When the 2011 season went off the rails, the reality was very similar for Navy. Call it the laws of averages — you’re not going to be sharp all the time — or a product of deficient chemistry. Regardless, Navy didn’t put the pieces together that year. The plays Navy has so reliably made in 15 years of Johnson-Niumatalolo football simply didn’t emerge that season, and they similarly didn’t in the back end of the 2017 campaign.

There is no need for an overhaul or a rethinking of any philosophies. None. This is all about attention to small details and reestablishing the commitment to precision which has put Navy on the right side of its margin for error on a consistent basis.






The Midshipmen should be very encouraged by their quarterback situation in 2018. Malcolm Perry is an explosive athlete whose performances against Army and (in the Military Bowl) Virginia should give Niumatalolo and offensive coordinator Ivin Jasper every expectation that this offense can restore itself. Moreover, if — akin to 2016 with Tago Smith — Perry gets injured, Zach Abey can capably fill in as the backup. He would have the live reps Will Worth lacked at the start of 2016, so if anything, this situation (which is not an exact parallel to 2016) is actually BETTER than Navy’s situation two years ago.

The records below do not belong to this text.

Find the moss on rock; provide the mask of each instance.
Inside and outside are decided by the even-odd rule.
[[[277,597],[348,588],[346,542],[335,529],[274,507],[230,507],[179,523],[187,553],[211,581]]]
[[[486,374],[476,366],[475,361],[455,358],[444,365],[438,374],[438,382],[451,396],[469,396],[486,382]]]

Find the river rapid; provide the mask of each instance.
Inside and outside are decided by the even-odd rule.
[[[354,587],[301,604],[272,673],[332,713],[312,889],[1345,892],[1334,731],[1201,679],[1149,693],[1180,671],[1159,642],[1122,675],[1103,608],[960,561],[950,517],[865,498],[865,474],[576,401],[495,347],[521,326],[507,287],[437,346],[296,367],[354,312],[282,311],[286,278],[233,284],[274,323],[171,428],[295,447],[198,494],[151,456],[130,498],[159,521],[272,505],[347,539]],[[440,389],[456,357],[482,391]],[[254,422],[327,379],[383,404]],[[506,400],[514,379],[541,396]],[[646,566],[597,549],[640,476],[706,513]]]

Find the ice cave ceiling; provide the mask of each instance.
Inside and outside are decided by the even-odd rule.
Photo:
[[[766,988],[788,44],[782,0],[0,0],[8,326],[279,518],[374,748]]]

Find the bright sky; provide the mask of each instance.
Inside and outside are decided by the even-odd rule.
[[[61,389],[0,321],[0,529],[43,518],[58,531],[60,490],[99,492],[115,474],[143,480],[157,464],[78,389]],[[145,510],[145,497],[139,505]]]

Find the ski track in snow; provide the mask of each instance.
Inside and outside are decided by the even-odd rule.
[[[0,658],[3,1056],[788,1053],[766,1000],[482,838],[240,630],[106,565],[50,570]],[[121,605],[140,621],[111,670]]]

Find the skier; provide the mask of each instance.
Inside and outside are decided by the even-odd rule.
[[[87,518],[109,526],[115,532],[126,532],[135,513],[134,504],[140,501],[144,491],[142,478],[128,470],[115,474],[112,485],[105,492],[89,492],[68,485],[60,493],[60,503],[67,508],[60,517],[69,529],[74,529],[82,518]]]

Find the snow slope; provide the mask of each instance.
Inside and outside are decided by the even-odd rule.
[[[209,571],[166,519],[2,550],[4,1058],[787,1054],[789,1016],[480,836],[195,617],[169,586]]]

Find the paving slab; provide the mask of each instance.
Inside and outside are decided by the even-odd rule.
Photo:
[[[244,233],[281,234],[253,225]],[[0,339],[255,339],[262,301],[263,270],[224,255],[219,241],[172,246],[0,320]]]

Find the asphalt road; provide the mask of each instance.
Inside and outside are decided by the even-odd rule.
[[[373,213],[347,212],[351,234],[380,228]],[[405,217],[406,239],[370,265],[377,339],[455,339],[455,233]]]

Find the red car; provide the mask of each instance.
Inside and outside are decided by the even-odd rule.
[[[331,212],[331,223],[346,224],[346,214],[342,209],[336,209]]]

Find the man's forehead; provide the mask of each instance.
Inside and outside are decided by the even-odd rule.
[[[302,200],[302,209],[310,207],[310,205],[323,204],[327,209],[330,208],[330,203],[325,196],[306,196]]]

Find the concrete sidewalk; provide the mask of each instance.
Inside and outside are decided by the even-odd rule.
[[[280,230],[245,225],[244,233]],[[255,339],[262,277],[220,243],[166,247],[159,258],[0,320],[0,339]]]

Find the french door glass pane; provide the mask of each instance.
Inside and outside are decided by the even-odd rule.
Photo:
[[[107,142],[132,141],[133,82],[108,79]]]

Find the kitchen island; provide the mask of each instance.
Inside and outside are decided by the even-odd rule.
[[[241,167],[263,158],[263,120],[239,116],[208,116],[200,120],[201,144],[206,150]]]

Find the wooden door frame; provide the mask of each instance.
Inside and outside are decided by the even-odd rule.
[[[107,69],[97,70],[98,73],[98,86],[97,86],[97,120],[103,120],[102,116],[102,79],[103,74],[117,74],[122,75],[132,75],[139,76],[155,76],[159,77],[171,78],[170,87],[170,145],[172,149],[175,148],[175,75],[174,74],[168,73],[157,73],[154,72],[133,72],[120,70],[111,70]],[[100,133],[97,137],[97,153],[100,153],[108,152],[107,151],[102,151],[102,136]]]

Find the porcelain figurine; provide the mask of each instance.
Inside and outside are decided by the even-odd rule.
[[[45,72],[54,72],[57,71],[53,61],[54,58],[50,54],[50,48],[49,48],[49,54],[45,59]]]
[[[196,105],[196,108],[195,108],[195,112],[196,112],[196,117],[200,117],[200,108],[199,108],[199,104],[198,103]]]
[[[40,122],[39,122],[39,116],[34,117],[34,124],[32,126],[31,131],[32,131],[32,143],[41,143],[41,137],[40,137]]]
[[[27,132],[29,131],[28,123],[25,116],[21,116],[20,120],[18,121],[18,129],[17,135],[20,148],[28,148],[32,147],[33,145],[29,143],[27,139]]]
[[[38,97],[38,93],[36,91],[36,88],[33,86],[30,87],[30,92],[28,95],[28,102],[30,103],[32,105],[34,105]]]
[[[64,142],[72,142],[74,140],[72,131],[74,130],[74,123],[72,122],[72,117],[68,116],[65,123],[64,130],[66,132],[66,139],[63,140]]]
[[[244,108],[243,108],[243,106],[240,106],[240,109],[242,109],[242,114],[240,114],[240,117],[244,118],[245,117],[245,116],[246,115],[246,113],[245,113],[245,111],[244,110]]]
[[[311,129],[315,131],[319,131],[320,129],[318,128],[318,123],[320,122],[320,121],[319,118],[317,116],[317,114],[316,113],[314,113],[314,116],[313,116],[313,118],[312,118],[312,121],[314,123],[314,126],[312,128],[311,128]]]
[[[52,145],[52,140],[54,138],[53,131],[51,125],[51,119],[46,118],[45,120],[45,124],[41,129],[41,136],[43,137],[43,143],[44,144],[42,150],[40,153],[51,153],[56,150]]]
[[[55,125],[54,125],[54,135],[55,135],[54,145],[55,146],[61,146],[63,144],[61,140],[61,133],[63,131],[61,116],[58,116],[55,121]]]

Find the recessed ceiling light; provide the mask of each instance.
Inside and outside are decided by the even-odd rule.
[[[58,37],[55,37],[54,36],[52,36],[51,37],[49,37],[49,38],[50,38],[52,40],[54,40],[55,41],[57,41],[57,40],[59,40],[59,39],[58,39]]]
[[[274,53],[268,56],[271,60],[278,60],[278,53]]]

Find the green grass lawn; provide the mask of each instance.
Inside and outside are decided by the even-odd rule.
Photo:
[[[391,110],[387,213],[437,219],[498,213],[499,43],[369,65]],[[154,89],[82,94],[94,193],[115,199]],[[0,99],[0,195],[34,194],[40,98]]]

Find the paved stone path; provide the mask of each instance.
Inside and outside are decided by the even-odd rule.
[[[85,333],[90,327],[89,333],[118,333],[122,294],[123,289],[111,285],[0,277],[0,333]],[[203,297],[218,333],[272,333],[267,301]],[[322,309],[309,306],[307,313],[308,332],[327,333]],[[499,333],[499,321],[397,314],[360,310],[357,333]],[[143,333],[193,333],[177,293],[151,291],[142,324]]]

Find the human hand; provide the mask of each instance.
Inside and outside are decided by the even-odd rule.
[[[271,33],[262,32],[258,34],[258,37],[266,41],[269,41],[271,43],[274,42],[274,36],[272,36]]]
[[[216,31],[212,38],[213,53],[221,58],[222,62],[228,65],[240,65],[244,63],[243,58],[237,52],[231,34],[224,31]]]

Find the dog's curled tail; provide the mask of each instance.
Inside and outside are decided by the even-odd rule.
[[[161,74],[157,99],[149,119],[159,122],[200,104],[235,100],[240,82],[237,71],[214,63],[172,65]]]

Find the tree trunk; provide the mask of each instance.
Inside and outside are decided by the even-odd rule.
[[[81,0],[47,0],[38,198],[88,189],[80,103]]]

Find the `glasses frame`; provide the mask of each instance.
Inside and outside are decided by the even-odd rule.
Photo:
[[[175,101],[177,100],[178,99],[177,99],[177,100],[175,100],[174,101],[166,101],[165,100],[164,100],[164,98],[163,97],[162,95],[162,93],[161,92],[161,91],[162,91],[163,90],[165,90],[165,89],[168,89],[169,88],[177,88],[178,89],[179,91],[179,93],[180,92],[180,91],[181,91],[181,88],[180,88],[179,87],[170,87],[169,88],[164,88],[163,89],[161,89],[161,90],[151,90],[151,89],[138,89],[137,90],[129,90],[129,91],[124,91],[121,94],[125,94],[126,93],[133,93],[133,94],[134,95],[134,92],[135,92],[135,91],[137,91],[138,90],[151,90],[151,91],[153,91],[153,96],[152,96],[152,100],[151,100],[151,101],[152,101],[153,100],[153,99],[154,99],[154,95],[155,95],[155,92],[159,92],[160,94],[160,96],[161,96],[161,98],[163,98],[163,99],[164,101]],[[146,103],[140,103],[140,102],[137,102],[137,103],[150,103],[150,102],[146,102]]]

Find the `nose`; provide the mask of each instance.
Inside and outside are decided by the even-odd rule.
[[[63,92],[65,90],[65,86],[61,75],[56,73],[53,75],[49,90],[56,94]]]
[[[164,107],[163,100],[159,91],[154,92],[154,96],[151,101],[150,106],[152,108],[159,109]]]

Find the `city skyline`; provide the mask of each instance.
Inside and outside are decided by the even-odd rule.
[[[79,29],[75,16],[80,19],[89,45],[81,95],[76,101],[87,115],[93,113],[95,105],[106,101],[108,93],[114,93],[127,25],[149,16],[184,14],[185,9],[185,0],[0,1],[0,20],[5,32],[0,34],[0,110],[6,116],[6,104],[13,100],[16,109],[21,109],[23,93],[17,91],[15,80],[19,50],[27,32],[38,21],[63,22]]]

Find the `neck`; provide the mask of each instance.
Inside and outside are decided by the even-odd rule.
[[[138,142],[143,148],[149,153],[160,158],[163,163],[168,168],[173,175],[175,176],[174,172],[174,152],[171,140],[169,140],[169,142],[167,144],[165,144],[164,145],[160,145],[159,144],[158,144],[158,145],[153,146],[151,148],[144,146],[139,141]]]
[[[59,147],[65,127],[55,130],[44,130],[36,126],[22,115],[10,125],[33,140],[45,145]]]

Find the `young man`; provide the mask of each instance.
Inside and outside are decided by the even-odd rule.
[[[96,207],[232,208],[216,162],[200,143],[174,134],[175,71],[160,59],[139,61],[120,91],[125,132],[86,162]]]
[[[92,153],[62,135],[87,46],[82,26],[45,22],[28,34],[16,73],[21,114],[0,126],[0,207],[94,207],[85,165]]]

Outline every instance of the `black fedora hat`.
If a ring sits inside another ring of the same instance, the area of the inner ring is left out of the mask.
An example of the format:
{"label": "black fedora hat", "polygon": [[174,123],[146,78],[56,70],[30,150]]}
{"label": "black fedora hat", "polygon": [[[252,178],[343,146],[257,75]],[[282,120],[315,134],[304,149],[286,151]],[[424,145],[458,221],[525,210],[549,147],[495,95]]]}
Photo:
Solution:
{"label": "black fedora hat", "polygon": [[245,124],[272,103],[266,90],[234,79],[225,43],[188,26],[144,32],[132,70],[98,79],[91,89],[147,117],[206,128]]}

Pehrson’s able stewardship of the defense last season shows that the torch has been passed to a very capable successor for Buddy Green. Navy’s defense will not have to be spectacular if the offense can steadily perform and recall its pre-2017 excellence. Navy’s defense will merely need to come up with the timely cluster of important plays which turn opponents’ touchdown drives into field goals and fourth-down conversions into turnovers on downs. The offense is clearly the focus of the 2018 team.

As long as there are no false starts for Navy in its 2018 execution of the triple-option offense, the Midshipmen will not be ambushed by false hopes. It’s time for Navy to once again become — and deliver — the truth to its service academy rivals, plus its foremost AAC West Division foes.

With a 21st-century version of Commodore Perry under center, Navy is in position to regain the high seas in the AAC and the Commander-in-Chief’s Trophy series. If Malcolm’s teammates are ready to restore the attention to detail which has made Navy football so formidable since 2003, there is every reason to expect that Navy — which won at least eight regular season games in four of the next five seasons following its 2011 debacle — can similarly rebound after 2017’s wobbly steps.